Dona, good to have you with us.
DONA STEWART, MIDDLE EAST CENTER, GEORGIA STATE UNIV.: Thank you.
O'BRIEN: Let's start with the Kurdish region. Brent Sadler as just talking about this area. We're talking about northern Iraq, spilling over a little bit into Turkey, and therein lies the rub. Explain that.
STEWART: Yes, a lot of the neighbors here have serious concerns. Turkish concerns right now are about what Iraq will look like after Saddam Hussein is ousted. Will there be a drive for an independent Kurdistan? If there is an independent Kurdistan, will that include the 20 percent of the population of Turkey, which are of Kurd origin?
O'BRIEN: And the Kurds of course claim a little piece of Turkey. The reason the Turks are very important to the U.S. effort is Insalik (ph).
O'BRIEN: Insalik (ph) is a huge U.S. base, and presumably, air raids in Iraq would be staged from that location.
STEWART: Right. So Turkey right now needs assurances that if there is a Kurdish autonomous region, Kurdish state, it's not going to impair Turkish in territorial integrity. O'BRIEN: All right, Syria -- does Saddam Hussein have a friend there?
STEWART: Traditionally, he hasn't had much of a friend in Syria. You may remember that in the Iraq-Iran War, Syria backed Iran.
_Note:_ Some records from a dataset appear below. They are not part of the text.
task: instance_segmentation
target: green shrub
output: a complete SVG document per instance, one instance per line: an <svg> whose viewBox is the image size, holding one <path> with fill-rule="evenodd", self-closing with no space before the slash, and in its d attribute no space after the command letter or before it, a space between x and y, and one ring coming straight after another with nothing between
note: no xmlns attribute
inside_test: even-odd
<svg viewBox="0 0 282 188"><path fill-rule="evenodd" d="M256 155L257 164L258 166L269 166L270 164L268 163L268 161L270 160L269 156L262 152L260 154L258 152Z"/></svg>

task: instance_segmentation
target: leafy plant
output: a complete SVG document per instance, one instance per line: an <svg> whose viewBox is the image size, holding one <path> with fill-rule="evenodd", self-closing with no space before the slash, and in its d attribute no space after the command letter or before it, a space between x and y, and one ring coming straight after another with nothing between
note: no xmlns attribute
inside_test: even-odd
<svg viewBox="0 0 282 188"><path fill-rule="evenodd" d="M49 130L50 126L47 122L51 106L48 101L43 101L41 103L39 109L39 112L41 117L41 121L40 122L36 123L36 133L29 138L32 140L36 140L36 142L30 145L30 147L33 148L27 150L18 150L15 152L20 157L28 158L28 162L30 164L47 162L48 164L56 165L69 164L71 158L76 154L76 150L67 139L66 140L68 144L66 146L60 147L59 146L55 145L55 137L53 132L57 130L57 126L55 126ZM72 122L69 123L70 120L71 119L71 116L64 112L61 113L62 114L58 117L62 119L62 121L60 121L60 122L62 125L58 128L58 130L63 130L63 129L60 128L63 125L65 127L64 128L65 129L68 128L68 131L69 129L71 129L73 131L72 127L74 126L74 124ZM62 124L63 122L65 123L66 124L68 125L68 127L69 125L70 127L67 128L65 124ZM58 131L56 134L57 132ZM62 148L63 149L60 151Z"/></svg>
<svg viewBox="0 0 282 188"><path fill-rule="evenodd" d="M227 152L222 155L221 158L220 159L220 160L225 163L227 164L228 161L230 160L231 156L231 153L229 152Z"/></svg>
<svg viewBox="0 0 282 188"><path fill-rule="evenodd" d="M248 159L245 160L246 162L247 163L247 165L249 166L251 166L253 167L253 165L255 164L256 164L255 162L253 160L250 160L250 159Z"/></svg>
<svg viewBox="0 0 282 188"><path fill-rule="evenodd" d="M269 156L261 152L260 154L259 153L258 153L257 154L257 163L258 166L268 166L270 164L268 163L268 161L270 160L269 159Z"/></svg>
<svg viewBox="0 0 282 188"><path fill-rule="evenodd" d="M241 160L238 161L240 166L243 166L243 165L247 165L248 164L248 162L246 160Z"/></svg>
Syria was also part of the coalition in the 1991 war, so it's going up against Baghdad again there. However, about two years ago, they started some economic cooperation and restarted diplomatic relations, namely, a pipeline from Iraq into Syria.
O'BRIEN: So this is a back channel pipeline which kind of thumbs its nose at the United Nations, and therein, lies a strange alliance there. Let's talk about Jordan and its potential relationship with Iraq. This is an interesting balance here, isn't it?
STEWART: Jordan has always been a very strong supporter of the United States. But Jordan, like many of the countries in the region right now, are looking for U.N. backing of this activity. Jordan has a lot of economic and demographic problems right now that would be severely exacerbated perhaps by a war with Iraq. There are 400,000 Iraqis already living in Jordan, in addition to Palestinians.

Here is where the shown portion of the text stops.